Bullock dan Mc. Failane (1989) menemukan prevalensi yang meningkatkan untuk bayi dengan BBLR pada ibu yang mengalami kekerasaan adalah karena pendidikan yang rendah umur yang terhitung masih muda, hamil di luar nikah.
            Kekerasan terhadap wanita dapat terjadi pada semua kebudayaan, pendidikan, ras, agama, dan latar belakang social ekonomi. Kekerasaan terhadap wanita merupakan suatu bentuk “ kejantanan laki-laki” terhadap wanita. Seorang wanita bagaiakan sebuah benda, harta yang harus tunduk pada pekerjaan rumah tangga dan patut mendapatkan kekerasan.

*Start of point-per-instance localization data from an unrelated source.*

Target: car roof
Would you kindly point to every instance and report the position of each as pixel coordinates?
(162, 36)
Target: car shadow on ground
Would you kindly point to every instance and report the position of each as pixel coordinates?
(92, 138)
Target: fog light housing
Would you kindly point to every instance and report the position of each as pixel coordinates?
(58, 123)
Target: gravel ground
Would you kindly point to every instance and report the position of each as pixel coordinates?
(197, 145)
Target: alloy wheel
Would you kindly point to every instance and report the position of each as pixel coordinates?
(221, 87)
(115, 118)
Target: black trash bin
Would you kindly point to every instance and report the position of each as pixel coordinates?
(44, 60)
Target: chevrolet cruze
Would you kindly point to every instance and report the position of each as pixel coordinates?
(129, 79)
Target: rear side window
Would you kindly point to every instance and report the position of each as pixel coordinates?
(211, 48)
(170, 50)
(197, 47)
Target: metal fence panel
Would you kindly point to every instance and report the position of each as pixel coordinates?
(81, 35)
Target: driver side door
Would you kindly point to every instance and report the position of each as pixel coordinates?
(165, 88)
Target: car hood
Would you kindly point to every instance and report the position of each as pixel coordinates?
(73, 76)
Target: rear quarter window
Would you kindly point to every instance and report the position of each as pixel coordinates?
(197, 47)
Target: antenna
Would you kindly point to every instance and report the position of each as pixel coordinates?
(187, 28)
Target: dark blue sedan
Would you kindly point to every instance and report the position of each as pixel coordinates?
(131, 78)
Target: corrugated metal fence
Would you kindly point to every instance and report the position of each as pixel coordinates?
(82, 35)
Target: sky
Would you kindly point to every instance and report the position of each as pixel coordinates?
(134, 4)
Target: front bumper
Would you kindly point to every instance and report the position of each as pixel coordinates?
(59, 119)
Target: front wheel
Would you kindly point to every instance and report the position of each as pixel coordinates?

            Wanita yang mendapatkan kekerasan dalam rumah tangganya akan merasa harga dirinya rendah, kurang percaya diri,terlihat cemas dan depresi, ketakutan terjadi kekerasan berulang,ketakutan adanya ancaman pembalasan apabila dia meninggalkan pasangan sehingga wanita harus terus tinggal di dalam rumah dan terus berharap keadaan ideal akan terjadi pada keluarganya.
            Kejadian ini akan terus berlangsung bahkan akan meningkat selama kehamilan. Pasangan melakukan kekerasan biasanya biasanya pada bagian abdomen, dada dan genitalia, sehingga ini akan mengakibatkan abortus, abruption plasenta, premature dan still birth. Pelaku melakukan kekerasan tersebut dengan sadar atau di bawah sadar berusaha mengakhiri kehamilan karena merasa cemburu melihat istrinya hamil dan akan mempunyai anak.